A magical fantasy for teens and adults.

A storyteller discovers that the world of the little people is as real as his own human world, and that it is possible to cross between the two.

304 pages

Product details

Writer and journalist August Autrey arrives in the village of Three Weirs to cover the story of the Forest of Weir, which the villagers have long believed to be the home of a wizard and a dangerous dragon. When he disappears leaving only his empty clothes draped over the seat of a chair, many believe he has paid the price for being too curious.

His landlady’s niece, Ann Singlewood, dreams that she meets the missing journalist living in the forest as a nine-inch-high elfin wizard. Two weeks later, however, August returns and spends three days furiously typing a long manuscript, which he addresses to Ann. The next morning he is found dead.

As Ann reads the manuscript she realises that the magical world she dreamed of is actually real and that August is in love with her. But if she is to join him there, it would mean giving up everything …

Customer reviews

Delightfully imagined and beautifully told.
Geoff Anderson

One of the greatest fantasy novels of the 20th century; up there with Tolkien but without the recognition. A criminally neglected novel.
Kim Johnson

Merlyn's Legacy trilogy - an appreciation

The first book, Wizard’s Woe, introduces the rules and traditions that govern life in fairy land that have seeped into local human consciousness as legends and “fairy stories” told to children. But one such storyteller discovers that the world of the little people is as real as his own human world, and that it is possible to cross between the two.But there’s a catch. At some point he has to choose. Our hero’s dilemma is that he can’t communicate with the woman he loves to find out if she is going to make the same choice.

The whole trilogy raises deeply spiritual and ecological questions. 

Spiritually, the world of the fairies and gnomes can be interpreted in this book as a kind of heaven, an Arcadian Paradise. This paradise is not a vaguely drawn heaven where anything goes because the inhabitants are immortal – which they are – but rather one that is governed by strict rules, the breaking of which can result in a “second death”.

So the story prompts readers to consider death and the possibility of an afterlife, without having to steep themselves in any of the world’s ancient religions.*

One of the problems we have in envisaging what heaven might be like is to imagine what the inhabitants do with all the time on their hands. Revelations’ suggestion that we might be kneeling before God’s throne singing hymns of praise forever doesn’t appeal to many people, nor does the popular myth of being a harp-playing angel. The authors of Wizard’s Woe have an intriguing answer to this quandary which, again, may not appeal to all readers, though it gets full marks for sheer audacity!

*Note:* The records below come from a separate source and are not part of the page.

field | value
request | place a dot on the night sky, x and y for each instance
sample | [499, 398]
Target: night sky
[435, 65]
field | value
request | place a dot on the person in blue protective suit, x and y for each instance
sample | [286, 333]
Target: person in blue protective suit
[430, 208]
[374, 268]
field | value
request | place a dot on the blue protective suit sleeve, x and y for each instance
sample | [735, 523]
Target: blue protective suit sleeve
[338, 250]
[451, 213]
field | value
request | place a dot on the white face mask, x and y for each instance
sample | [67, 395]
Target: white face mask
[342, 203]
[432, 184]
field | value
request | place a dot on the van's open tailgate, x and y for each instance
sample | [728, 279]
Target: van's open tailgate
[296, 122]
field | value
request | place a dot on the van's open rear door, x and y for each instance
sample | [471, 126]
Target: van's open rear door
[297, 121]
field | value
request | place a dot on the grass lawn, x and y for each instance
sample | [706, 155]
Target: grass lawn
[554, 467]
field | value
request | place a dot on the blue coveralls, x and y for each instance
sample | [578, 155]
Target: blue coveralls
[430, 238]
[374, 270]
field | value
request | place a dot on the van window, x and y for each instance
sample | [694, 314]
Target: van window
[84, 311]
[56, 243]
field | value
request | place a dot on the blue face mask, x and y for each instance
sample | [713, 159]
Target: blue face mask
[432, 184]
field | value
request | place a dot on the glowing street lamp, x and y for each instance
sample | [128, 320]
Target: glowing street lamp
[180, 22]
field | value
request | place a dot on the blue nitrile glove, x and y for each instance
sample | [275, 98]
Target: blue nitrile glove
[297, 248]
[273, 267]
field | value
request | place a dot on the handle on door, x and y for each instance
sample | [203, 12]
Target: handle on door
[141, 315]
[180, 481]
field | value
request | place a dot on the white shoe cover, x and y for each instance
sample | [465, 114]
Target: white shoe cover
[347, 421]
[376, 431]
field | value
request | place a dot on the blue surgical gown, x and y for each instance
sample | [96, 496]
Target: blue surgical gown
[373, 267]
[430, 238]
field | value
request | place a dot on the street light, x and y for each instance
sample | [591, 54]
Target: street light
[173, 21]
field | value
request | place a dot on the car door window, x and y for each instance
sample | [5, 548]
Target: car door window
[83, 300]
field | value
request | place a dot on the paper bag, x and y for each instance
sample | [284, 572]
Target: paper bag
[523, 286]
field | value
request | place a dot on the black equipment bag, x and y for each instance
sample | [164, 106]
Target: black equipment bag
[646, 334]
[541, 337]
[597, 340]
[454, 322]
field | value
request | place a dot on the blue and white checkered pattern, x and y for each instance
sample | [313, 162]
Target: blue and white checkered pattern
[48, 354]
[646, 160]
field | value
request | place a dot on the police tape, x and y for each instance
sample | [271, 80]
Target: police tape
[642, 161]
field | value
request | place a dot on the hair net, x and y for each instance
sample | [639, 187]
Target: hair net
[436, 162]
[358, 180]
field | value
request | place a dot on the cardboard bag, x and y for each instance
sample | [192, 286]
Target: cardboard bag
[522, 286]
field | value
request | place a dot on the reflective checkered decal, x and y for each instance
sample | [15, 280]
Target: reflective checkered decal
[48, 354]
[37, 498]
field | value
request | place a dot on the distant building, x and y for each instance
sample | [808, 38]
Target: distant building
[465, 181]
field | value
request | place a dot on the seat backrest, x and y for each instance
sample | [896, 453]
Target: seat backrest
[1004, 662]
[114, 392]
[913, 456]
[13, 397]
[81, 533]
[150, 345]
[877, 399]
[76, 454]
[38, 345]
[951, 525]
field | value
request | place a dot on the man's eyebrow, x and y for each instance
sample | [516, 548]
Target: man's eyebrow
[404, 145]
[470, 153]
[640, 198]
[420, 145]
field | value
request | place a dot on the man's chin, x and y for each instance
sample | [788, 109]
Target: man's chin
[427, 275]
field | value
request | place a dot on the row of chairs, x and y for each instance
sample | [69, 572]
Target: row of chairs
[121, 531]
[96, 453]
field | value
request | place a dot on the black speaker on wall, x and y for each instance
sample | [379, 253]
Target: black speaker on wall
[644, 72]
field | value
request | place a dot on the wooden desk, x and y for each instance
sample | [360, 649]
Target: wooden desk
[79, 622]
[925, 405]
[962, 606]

Ecologically, the reader is prompted to consider the risk we take when we destroy our natural environment for commercial gain, since we may unwittingly be destroying the habitats of creatures we know nothing about. Indeed, it is certain that we are doing exactly that when we destroy the rainforests, for example, which harbour countless undiscovered species, and disrupt the harmony of the planet. Wizard’s Woe is a parable of this risk and therefore speaks to a current burning issue.
Geoff Anderson, author of The Legend of Aranrhod

About the authors

Osbert Norman-Walter, writer, playwright, journalist, and astrological consultant “Seginus” of the News of the World (1937-39) conceived Wizard’s Woe in his twenties around 90 years ago, but could find no publisher. On his death in 1974, his daughter, Marion Athorne, inherited an unfinished trilogy.

Married with three children, ten grandchildren and one great grandchild, Marion eventually found the necessary time to commit to working on a manuscript that comprised more than a million words. She enrolled with the Writers Bureau early in 2004, and studied the new writing techniques. The result? The publication of two articles and a win in a short story competition. This gave her the confidence to author the revised, edited, and abridged version of a now complete trilogy that is Merlyn’s Legacy. She sincerely hopes that Book One, Wizard’s Woe, will achieve the wider readership that her father’s inspiration deserved.